Per garantire l'inviolabilità della proprietà privata dei mezzi di produzione - unica vera pietra su cui si erge la Repubblica in cui viviamo - la borghesia ha bisogno di queste "bande armate". E per garantire la fedeltà di questi apparati, vige la regola dell'impunità per chi talvolta ci prende tanto gusto che picchia anche quando non è necessario, magari solo per sfogare la frustrazione di una serata, magari solo perché è stato addestrato ad odiare ogni devianza e quindi detesta non solo il comunista o il giovane dei centri sociali ma anche il ragazzo con l'orecchino, il giovane che si fa una canna, il nero, l'omosessuale, il travestito.
I Cucchi e gli Aldrovandi sono cioè gli effetti collaterali che lo Stato - che è borghese, cioè al servizio dello sfruttamento di una classe su un'altra - deve accettare e coprire per garantire che le sue "bande armate" adempiano al compito per cui esistono. Che non è certo - è chiaro - quello di "difendere i cittadini" o combattere mafiosi e criminali ma appunto quello di vegliare sulle casseforti di quel pugno di miliardari che detiene la ricchezza rubandola a chi lavora.

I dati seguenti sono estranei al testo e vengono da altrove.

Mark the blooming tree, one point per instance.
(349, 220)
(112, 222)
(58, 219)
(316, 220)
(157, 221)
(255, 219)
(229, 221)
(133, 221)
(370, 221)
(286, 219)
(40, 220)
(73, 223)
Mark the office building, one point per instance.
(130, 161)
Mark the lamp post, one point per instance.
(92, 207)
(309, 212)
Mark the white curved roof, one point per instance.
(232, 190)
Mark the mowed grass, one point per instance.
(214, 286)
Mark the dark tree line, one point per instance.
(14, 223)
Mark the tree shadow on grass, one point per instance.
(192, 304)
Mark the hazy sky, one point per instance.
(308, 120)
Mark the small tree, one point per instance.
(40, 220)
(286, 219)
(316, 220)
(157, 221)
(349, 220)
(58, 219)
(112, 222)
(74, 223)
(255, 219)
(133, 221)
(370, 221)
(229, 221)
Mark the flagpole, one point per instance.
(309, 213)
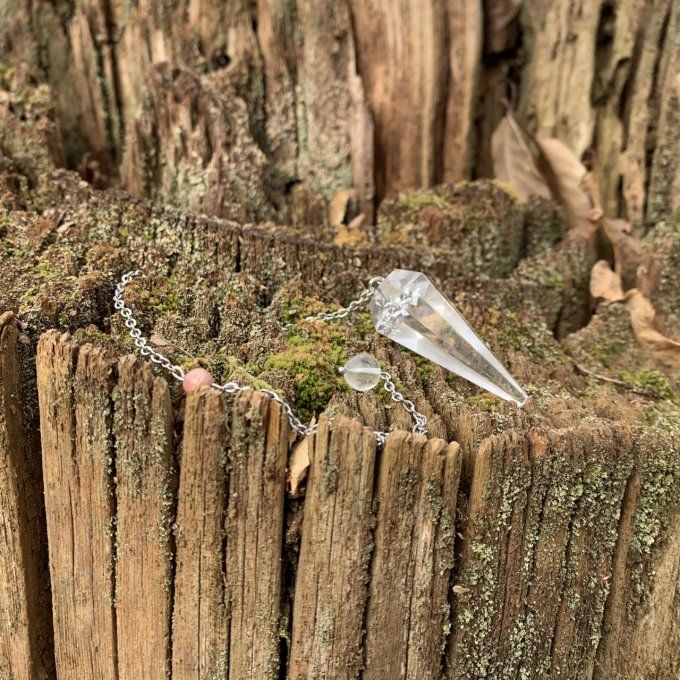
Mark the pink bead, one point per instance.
(195, 378)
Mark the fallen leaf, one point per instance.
(605, 283)
(515, 157)
(626, 248)
(571, 178)
(298, 465)
(642, 316)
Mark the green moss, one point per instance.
(651, 380)
(658, 504)
(312, 365)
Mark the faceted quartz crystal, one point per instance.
(409, 309)
(361, 372)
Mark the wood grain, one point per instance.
(407, 614)
(74, 389)
(257, 457)
(145, 498)
(333, 570)
(200, 617)
(25, 616)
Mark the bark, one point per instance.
(374, 97)
(145, 534)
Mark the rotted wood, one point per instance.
(145, 505)
(257, 456)
(200, 630)
(25, 607)
(76, 413)
(534, 573)
(333, 571)
(408, 611)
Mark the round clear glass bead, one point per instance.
(361, 372)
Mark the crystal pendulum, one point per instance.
(409, 309)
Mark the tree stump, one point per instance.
(260, 162)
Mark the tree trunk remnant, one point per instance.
(278, 154)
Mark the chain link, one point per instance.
(345, 311)
(177, 372)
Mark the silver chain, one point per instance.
(345, 311)
(177, 372)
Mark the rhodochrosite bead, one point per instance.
(195, 378)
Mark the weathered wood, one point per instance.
(538, 551)
(25, 607)
(258, 452)
(145, 499)
(75, 424)
(333, 569)
(200, 622)
(408, 609)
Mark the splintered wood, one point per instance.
(174, 551)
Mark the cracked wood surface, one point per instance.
(25, 617)
(543, 561)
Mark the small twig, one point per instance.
(645, 391)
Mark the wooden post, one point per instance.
(25, 607)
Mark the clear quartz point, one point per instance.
(409, 309)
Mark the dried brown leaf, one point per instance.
(515, 158)
(298, 465)
(642, 317)
(605, 283)
(571, 183)
(337, 206)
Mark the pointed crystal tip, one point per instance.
(409, 309)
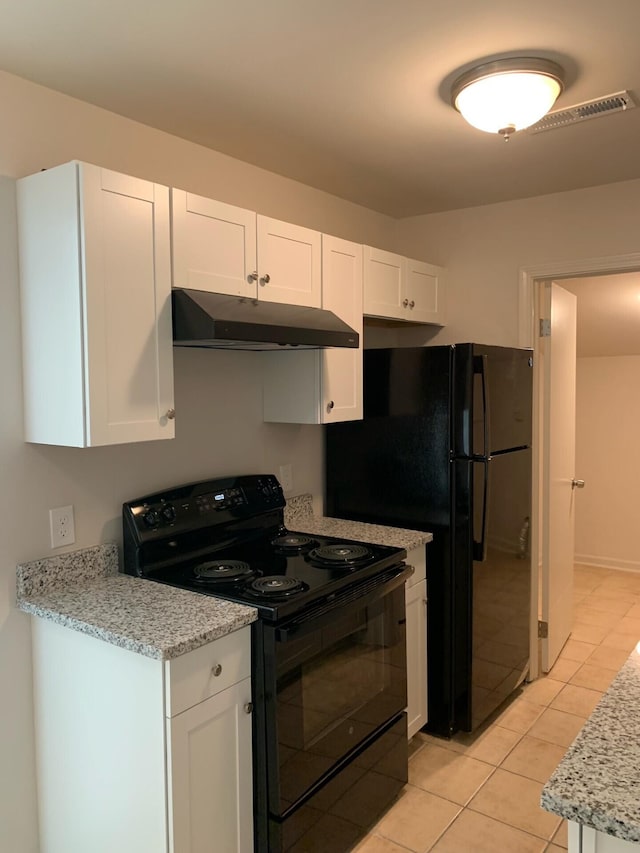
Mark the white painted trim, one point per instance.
(607, 563)
(562, 269)
(528, 280)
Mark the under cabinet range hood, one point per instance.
(216, 321)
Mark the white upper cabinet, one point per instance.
(322, 386)
(213, 245)
(96, 311)
(399, 288)
(225, 249)
(289, 263)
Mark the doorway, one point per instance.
(531, 283)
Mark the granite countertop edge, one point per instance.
(83, 590)
(597, 782)
(299, 516)
(154, 620)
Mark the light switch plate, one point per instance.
(286, 477)
(62, 526)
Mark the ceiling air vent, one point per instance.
(618, 102)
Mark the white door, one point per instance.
(558, 462)
(289, 263)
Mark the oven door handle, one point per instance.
(356, 596)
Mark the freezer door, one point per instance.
(492, 399)
(501, 582)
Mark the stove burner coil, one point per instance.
(222, 571)
(276, 585)
(293, 543)
(340, 554)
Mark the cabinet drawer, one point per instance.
(192, 678)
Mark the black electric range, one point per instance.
(227, 538)
(328, 650)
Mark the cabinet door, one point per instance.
(321, 386)
(213, 245)
(127, 284)
(424, 293)
(289, 263)
(383, 284)
(210, 771)
(416, 604)
(341, 371)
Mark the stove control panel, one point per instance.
(204, 504)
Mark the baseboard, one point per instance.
(607, 563)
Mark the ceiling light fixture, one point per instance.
(507, 95)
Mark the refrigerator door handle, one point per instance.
(480, 547)
(480, 367)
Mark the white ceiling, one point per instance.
(350, 96)
(608, 314)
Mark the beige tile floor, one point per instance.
(479, 793)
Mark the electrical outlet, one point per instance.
(62, 526)
(286, 477)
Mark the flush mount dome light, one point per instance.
(508, 94)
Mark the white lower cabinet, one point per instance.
(211, 775)
(416, 609)
(137, 755)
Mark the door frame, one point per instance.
(530, 280)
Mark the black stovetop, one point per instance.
(293, 581)
(200, 536)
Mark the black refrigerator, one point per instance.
(445, 446)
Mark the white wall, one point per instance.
(484, 248)
(608, 459)
(218, 394)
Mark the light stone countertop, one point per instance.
(298, 515)
(83, 591)
(597, 783)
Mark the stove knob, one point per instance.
(151, 518)
(168, 513)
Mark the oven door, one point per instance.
(332, 679)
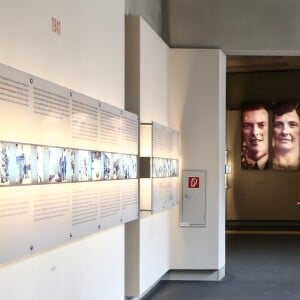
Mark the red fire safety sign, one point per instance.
(193, 182)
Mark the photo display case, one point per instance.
(159, 167)
(68, 164)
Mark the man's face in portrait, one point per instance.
(255, 133)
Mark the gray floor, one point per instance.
(257, 267)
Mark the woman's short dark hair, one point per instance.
(283, 108)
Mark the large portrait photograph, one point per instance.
(255, 137)
(285, 137)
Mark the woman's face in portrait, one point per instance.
(286, 131)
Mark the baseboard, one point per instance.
(195, 275)
(263, 225)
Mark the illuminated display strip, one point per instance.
(35, 164)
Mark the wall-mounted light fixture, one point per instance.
(228, 168)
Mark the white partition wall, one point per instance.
(78, 45)
(197, 109)
(148, 239)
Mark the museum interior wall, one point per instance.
(88, 57)
(197, 107)
(268, 196)
(147, 72)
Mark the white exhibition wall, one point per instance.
(147, 239)
(197, 109)
(88, 57)
(154, 74)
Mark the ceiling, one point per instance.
(262, 63)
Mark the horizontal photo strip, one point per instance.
(23, 164)
(285, 137)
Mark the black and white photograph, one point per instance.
(96, 165)
(4, 167)
(23, 164)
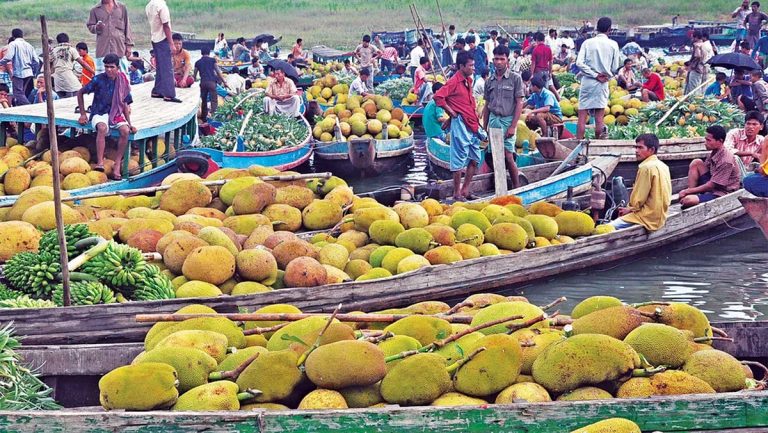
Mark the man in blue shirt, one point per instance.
(110, 109)
(546, 110)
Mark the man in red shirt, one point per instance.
(653, 88)
(455, 97)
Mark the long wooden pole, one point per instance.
(55, 161)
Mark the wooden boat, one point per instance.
(73, 371)
(757, 209)
(115, 322)
(439, 154)
(285, 158)
(153, 119)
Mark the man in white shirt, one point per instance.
(160, 31)
(416, 54)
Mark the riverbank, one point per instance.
(340, 24)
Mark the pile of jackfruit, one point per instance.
(604, 350)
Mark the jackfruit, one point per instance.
(720, 370)
(594, 303)
(617, 322)
(572, 223)
(491, 370)
(417, 380)
(670, 382)
(426, 329)
(583, 360)
(215, 396)
(346, 363)
(145, 386)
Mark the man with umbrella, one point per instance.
(281, 95)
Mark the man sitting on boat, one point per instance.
(546, 110)
(652, 191)
(281, 96)
(110, 109)
(719, 174)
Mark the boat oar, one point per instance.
(292, 317)
(151, 189)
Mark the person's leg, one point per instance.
(695, 171)
(581, 124)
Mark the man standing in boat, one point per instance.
(598, 61)
(719, 174)
(503, 104)
(457, 100)
(652, 191)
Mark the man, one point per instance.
(754, 23)
(716, 176)
(281, 96)
(434, 117)
(86, 76)
(653, 88)
(503, 104)
(416, 54)
(182, 64)
(210, 76)
(107, 88)
(626, 79)
(159, 18)
(741, 18)
(598, 60)
(108, 20)
(455, 97)
(759, 91)
(24, 60)
(696, 65)
(366, 54)
(652, 192)
(546, 110)
(360, 85)
(64, 57)
(746, 143)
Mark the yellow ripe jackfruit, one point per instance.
(146, 386)
(583, 360)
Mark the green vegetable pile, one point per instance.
(263, 133)
(396, 89)
(227, 110)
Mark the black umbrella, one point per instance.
(286, 67)
(734, 61)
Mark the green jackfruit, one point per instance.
(146, 386)
(416, 381)
(583, 360)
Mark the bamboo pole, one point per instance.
(64, 260)
(150, 189)
(292, 317)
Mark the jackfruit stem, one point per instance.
(557, 301)
(457, 365)
(304, 355)
(233, 374)
(258, 331)
(92, 252)
(759, 365)
(648, 372)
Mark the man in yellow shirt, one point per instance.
(652, 191)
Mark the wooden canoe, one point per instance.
(757, 209)
(73, 371)
(115, 322)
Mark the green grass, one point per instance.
(341, 23)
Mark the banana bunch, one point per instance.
(120, 266)
(85, 293)
(33, 274)
(154, 286)
(49, 242)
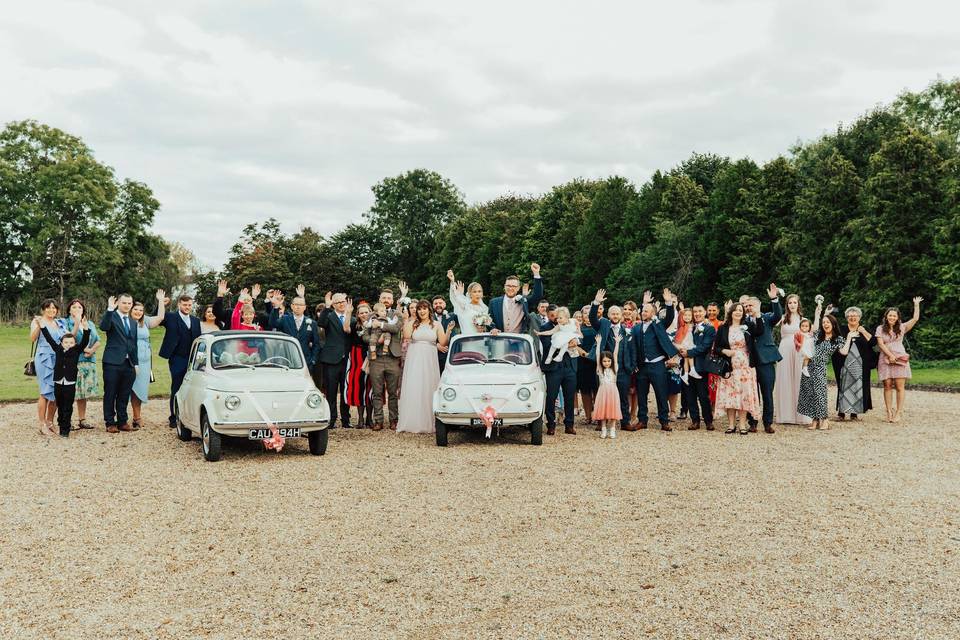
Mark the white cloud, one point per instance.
(235, 111)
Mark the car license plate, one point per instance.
(478, 422)
(260, 434)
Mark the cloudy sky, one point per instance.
(236, 111)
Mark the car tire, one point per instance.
(441, 430)
(184, 434)
(211, 442)
(536, 432)
(318, 441)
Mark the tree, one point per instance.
(408, 212)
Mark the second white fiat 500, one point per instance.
(490, 381)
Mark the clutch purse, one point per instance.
(717, 365)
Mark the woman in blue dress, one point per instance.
(44, 361)
(141, 385)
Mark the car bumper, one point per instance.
(241, 429)
(509, 419)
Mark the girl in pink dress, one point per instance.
(606, 408)
(893, 366)
(737, 394)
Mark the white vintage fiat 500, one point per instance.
(490, 381)
(242, 383)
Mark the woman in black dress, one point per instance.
(813, 388)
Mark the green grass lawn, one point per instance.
(15, 351)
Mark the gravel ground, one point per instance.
(851, 533)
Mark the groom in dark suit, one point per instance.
(119, 361)
(180, 330)
(510, 311)
(766, 352)
(653, 348)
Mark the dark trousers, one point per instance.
(334, 381)
(698, 393)
(117, 386)
(653, 374)
(562, 376)
(64, 394)
(766, 378)
(178, 369)
(623, 387)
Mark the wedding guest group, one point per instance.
(746, 363)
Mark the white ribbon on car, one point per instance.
(275, 441)
(481, 412)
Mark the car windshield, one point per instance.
(486, 348)
(263, 351)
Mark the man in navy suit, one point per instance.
(766, 350)
(609, 333)
(119, 361)
(180, 330)
(652, 349)
(697, 390)
(510, 311)
(298, 325)
(442, 316)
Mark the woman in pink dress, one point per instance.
(737, 393)
(787, 390)
(894, 361)
(421, 372)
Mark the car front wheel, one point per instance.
(441, 430)
(318, 441)
(536, 432)
(211, 441)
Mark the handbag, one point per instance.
(30, 369)
(717, 365)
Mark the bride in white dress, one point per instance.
(470, 307)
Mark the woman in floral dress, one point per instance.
(737, 393)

Ilaria non ha ancora trovato questa spiegazione della morte di Stefano perché probabilmente non ha mai incontrato in vita sua la lettura di classe, marxista, della società in cui viviamo e del suo Stato. Ma spiegare questa verità che tutti occultano non è compito di Ilaria. E' compito dei rivoluzionari. Che certo sperano di avere un giorno tra le proprie file, a combattere contro il potere barbaro della borghesia, per il potere socialista, una donna coraggiosa, forte e ostinata come Ilaria Cucchi.